A fan favorite, buyers are still surprised that Toyota bid adieu to the aggressively-styled Jeep alternative, the FJ Cruiser. The SUV launched in 2003, and Toyota halted production in 2014 for the American market despite continuing to sell the FJ overseas. Lauded as a “purpose-driven” vehicle, the FJ was all about off-roading performance and received high marks from journalists and enthusiasts. Unfortunately, sales went from a high of 56,225 in its debut year to fewer than 15,000 at the end of its run, largely due to competition and the FJ’s insufficient fuel economy. Today, FJ Cruisers are still in high demand. We wonder if Toyota will bring it back someday.
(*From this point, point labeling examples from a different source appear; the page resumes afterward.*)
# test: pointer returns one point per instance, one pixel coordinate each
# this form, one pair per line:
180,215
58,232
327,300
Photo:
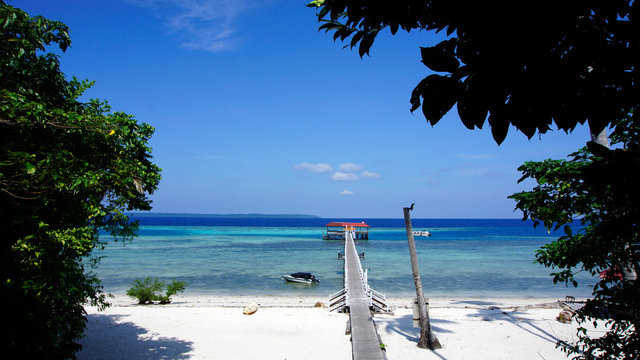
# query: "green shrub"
150,290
A white 1986 Jeep Comanche is shown parked on grass under a blue sky.

#1 – Jeep Comanche

The Commanche came along in 1984, a time when automotive manufacturers were embracing the idea that pickup trucks weren’t just purchased for their capabilities. In fact, plenty of buyers who would never tow, haul, or otherwise need the utility a pickup truck offered were still interested in the body style. Enter the Comanche, Jeep’s compact pickup built on the same platform as the Cherokee. Offered in rear-wheel drive or all-wheel drive, the Commanche came with the choice of a 6-foot or 7-foot bed, as well as four different engines over the course of its six-year lifespan.

Out of Production, But Not Forgotten

Does one of these gone-but-not-forgotten trucks sound appealing? We wouldn’t be surprised since these trucks represent more manufacturer innovation than their short-run existences might suggest. Hunting down a discontinued truck does make buying a used vehicle a little more complex, however, because once you find it, you still need to ensure it’s in great condition, especially when it’s an older model.

Part of the fun for niche used car buyers is definitely the hunt, though. There’s nothing quite like the thrill of finding a rare vehicle in great condition. It isn’t always the mainstream cars and trucks that appeal to buyers; lots of us prefer something with a little more character and uniqueness. Pulling up in a vehicle that causes bystanders to wonder what it is is all part of the appeal.

If you love trucks and you can’t find one you like in current production, dig a little deeper into one of these nine contenders. Some, including the Toyota FJ Cruiser, have never lost their popularity, and because of that, demand runs high. Others are more obscure and rare – like the Ram SRT-10 – and designed for niche buyers. Whatever your goal, we hope these trucks get your mind working so you can land on the vehicle that fits your tastes, lifestyle, and desire for individuality.